If faux-retro Prince-wannabe lifeless post-Mika pap is not your bag, then let's move on to look at Night Of The Brain's debut album Wear This World Out.

This leftfield rock album earns its place on an electronica blog because it's the brainchild (geddit?!?!) of Cristian Vogel from Super_Collider (Messagesacomin artwork pictured).

The Theme, puked out as an EP a few months ago, owes a debt to tight post-rock, but much of the rest of Wear This World Out is Pixies-style noisiness with brave side-steps into odd neighbourhoods, such as the disco guitar in Dark Lady.

Vogel's weedy vocals, in strength and drug effect, make this record all-the-more likable.

While I'm doing a bit of catch up, it's worth a skip and a hop back to May's releases and my mobile phone alarm, which is Apparat's Not A Number.

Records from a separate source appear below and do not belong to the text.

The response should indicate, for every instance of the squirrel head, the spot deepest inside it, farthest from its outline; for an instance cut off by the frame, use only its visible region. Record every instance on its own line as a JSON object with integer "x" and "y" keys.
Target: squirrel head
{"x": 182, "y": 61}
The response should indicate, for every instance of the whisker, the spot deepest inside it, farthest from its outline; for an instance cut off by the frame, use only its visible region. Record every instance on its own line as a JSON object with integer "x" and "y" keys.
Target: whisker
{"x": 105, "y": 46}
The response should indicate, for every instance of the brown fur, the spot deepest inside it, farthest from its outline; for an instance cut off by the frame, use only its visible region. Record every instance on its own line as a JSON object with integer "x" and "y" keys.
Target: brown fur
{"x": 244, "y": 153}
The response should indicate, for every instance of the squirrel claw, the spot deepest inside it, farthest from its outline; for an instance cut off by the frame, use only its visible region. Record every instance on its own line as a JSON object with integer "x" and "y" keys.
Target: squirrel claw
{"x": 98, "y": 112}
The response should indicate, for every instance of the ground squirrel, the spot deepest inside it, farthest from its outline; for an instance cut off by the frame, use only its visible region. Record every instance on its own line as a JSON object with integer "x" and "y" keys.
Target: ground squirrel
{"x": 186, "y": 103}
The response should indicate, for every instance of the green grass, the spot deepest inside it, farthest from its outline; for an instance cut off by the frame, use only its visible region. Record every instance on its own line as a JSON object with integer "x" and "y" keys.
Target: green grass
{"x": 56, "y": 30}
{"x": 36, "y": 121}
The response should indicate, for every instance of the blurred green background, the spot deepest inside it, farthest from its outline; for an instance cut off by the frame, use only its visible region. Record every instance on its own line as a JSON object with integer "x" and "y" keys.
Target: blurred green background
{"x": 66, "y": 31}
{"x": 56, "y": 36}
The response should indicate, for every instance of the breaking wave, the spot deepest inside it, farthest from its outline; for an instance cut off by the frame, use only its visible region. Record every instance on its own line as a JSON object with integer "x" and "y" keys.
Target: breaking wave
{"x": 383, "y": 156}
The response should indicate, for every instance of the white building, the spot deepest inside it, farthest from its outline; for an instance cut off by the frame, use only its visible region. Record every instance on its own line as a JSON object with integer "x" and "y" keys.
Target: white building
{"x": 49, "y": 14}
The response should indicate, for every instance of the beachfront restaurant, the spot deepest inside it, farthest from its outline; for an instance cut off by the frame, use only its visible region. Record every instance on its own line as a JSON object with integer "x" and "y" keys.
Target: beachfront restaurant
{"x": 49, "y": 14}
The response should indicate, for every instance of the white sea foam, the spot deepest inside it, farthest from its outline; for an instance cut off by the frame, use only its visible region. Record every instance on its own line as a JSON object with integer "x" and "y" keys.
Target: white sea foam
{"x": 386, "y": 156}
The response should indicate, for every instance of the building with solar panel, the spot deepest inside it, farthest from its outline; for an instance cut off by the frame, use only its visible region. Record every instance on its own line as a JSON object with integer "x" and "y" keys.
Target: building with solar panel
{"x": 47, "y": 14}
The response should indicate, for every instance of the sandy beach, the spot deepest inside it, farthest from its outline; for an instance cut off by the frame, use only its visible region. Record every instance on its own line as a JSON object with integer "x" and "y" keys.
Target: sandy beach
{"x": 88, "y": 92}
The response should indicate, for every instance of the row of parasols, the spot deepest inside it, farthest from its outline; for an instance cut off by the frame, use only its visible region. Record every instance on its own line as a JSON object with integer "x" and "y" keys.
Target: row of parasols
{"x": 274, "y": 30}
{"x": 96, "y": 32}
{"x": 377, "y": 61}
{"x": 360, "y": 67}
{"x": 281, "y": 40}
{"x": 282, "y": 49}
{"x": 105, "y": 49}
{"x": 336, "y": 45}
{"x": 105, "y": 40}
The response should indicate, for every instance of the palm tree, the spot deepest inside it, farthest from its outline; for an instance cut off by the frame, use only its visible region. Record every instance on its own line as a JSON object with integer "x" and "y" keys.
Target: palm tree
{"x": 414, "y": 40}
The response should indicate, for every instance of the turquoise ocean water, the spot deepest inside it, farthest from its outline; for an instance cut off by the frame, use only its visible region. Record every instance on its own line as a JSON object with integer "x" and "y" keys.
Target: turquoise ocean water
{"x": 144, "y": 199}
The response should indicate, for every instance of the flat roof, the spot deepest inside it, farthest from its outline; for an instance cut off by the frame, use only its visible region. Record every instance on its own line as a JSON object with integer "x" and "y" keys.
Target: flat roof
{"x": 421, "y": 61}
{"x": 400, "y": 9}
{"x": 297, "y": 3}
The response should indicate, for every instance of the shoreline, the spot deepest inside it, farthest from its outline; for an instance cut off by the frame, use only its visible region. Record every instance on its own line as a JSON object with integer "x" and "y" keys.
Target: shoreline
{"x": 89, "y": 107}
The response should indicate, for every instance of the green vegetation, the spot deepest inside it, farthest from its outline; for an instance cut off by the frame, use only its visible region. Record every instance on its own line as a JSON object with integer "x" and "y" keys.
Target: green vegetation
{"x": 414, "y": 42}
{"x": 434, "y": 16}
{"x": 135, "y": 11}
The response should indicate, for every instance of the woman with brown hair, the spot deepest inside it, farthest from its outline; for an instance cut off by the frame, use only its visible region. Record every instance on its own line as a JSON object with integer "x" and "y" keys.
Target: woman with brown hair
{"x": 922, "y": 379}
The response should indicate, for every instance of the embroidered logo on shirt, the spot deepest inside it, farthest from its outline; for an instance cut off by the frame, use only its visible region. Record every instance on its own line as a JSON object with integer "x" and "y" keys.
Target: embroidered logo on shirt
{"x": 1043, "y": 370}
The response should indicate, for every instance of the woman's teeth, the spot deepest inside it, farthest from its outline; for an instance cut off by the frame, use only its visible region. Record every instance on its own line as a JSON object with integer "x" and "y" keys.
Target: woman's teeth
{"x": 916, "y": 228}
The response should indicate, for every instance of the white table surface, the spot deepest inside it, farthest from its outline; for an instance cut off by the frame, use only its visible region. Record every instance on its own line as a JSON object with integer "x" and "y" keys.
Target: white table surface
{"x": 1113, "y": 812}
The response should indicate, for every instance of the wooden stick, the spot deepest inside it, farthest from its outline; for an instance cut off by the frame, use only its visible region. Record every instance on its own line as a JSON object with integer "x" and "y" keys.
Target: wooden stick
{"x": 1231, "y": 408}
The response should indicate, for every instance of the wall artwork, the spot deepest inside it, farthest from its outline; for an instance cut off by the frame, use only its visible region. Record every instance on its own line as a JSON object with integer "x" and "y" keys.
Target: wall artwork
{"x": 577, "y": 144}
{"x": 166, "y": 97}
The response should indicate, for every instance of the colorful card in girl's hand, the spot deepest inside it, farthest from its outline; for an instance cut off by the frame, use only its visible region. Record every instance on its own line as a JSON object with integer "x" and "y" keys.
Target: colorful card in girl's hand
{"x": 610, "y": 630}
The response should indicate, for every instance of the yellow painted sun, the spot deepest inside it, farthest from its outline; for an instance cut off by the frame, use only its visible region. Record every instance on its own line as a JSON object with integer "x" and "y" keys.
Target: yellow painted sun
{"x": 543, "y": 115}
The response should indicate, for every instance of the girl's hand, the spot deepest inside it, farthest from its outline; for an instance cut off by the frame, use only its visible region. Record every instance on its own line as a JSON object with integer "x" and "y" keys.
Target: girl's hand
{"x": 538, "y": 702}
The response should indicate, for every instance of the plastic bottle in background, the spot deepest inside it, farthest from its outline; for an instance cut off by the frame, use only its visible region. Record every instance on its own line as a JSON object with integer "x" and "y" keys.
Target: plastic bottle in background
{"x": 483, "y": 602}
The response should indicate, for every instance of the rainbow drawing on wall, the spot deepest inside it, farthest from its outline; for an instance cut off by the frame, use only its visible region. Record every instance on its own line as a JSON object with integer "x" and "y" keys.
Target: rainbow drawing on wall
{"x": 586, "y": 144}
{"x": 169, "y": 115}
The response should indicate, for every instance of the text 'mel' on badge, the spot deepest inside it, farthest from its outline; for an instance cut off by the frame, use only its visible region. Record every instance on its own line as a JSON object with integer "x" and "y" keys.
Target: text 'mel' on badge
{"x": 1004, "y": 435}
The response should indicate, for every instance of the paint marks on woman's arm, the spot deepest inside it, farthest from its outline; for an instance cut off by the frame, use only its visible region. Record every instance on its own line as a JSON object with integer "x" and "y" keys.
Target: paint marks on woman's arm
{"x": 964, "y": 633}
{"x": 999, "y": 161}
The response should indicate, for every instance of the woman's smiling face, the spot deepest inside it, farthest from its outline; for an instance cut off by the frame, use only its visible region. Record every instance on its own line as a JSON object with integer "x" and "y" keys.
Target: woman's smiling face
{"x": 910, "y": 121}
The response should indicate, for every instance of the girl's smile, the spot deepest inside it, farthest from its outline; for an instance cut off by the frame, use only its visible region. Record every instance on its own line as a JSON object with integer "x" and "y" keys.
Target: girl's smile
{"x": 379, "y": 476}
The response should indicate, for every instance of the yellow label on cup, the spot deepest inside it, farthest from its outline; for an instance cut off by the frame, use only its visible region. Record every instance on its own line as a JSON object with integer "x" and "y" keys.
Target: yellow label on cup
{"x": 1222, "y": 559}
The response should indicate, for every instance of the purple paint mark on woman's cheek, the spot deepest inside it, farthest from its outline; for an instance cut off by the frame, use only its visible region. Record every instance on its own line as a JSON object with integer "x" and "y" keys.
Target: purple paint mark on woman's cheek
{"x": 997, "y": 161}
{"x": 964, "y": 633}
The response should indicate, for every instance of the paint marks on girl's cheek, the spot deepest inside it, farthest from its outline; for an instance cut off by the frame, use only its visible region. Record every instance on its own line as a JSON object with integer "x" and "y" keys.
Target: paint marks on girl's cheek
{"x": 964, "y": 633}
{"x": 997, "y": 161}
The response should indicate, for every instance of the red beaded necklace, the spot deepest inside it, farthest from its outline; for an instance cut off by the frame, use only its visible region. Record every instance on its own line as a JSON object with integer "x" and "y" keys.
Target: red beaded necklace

Every morning the drip-drop insistence of that track shoe-horns me into the real world. It's a shame then that Walls, the album it's from, is liable to send you back to the Land Of Nod faster than you can say "quick let's fill this blog with antiquated literature references".

Walls is a hugely listenable album. My ears have even sent me a thank-you card. But it works as backing music for movies, not as a huge artistic statement.